Quand à l’essor des arrêts de travail, que l’on peine à expliquer même si l’on suppose que la crise, le vieillissement des salariés et la fin des préretraites jouent un rôle, la Cnam propose de l’endiguer pour économiser 100 millions par an pendant trois ans. Elle devra pour cela accompagner les généralistes afin de mieux prescrire.

La prescription doit également être améliorée en matière d’apnée du sommeil  : en transférant 20 % des traitements des machines à pression positive continue vers des orthèses d’avancée mandibulaire, on peu économiser 39 millions d’euros la première année, puis 174 millions en trois ans.

Il faut aussi diminuer le nombre d’examens pré-anesthésiques et biologiques.

Les économies sur la prescription de médicaments peuvent être importantes en ciblant les antidiabétiques, dont le coût a crû de 44 millions d’euros l’an dernier (+3,3 %).

Comme il y a beaucoup d’innovation dans ce domaine, les prix sont élevés, et les médecins prescrivent souvent sans respecter l’autorisation de mise sur le marché et les indications thérapeutiques remboursables.

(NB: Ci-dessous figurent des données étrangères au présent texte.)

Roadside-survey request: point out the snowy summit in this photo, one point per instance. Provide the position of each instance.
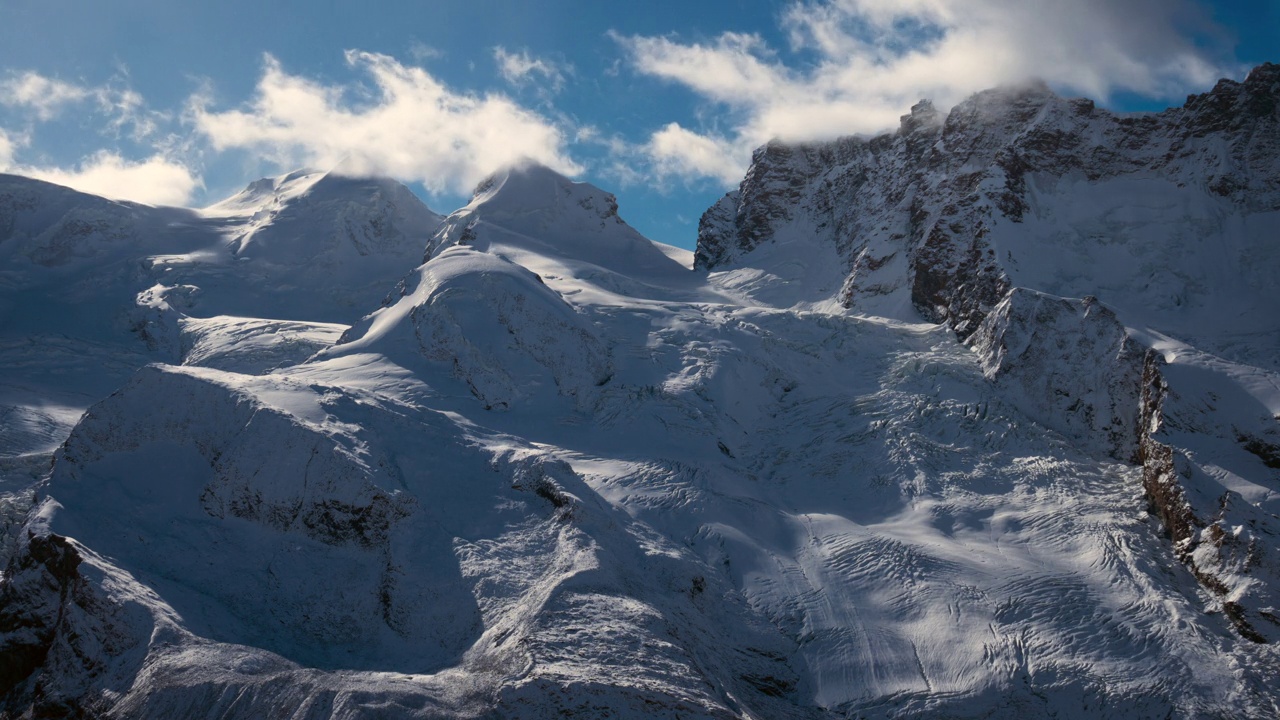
(973, 419)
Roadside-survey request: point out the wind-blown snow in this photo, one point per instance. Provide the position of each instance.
(556, 472)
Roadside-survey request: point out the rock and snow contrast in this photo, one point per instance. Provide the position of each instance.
(976, 419)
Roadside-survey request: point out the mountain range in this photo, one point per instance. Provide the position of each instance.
(974, 419)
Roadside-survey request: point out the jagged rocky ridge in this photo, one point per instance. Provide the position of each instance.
(1169, 218)
(556, 472)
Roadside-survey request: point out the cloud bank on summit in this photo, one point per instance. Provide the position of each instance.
(648, 110)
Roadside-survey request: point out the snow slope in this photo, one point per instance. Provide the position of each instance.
(557, 473)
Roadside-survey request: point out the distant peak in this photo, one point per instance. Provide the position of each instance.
(923, 114)
(531, 187)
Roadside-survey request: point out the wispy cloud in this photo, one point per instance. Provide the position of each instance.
(155, 181)
(46, 99)
(521, 68)
(7, 149)
(44, 96)
(412, 127)
(859, 64)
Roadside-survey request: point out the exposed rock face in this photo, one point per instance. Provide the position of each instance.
(1162, 217)
(1068, 363)
(936, 191)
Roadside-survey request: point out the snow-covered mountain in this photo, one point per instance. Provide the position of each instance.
(978, 419)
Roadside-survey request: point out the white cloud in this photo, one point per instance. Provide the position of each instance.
(7, 147)
(45, 96)
(48, 98)
(862, 63)
(685, 154)
(519, 68)
(414, 127)
(155, 181)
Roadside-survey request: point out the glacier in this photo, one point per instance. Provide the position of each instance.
(974, 419)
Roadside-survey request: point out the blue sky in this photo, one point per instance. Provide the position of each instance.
(658, 101)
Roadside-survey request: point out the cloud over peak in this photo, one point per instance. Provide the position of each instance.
(412, 126)
(858, 64)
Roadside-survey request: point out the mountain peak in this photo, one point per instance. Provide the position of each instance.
(531, 187)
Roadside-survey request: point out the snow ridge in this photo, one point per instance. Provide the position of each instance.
(972, 420)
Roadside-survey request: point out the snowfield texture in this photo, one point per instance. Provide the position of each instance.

Il y aurait 82 millions d’euros d’économies à faire en un an, 336 millions en trois ans.

Les économies seraient du même ordre (85 millions, puis 317 millions) en faisant le ménage dans la liste en sus, celle des médicaments innovants que les hôpitaux peuvent acquérir sans passer par la procédure habituelle d’achats. Un ménage qui s’impose étant donné l’arrivée massive de traitements onéreux, notamment contre le cancer.

Godeluck Solveig, Les Echos – Titre original « Comment l’Assurance-maladie veut économiser 715 millions d’euros en 2016 » Source


Mon avis :

L’hôpital public fait beaucoup avec peu de moyens. Reconnaissons la qualité des équipes médicales du service public, pourtant mis à rude épreuve depuis les mesures d’austérité – manque de personnel, cursus très sélectif ne permettant pas un renouvellement du personnel et des spécialistes, matériel vieillissant, etc.
Si nous ne pouvons qu’être d’accord sur la volonté de prévention encore faudra-t-il en donner les moyens et par conséquent les prendre quelque part, autrement dit c’est habillé Paul en déshabillant Jacques (Suppression de médecins scolaires, de la médecine professionnelle ne vont pas dans le sens voulu).
L’obligation de généralisation des médicaments génériques pose quelques problèmes d’efficacité envers certaines maladies -voir provoquent des pathologies sans rapport avec la maladie a traiter-, quand ils n’obligent pas à en donner 2 voir 3 en substitution du produit original.
En milieu rural, l’éloignement des lieux de soins médicaux, oblige les patients à l’utilisation de VSL où taxi, les ambulances étant d’ores et déjà de moins en moins utilisé, encore faut-il qu’il y en ait une à disposition (ce n’est pas le cas dans notre région).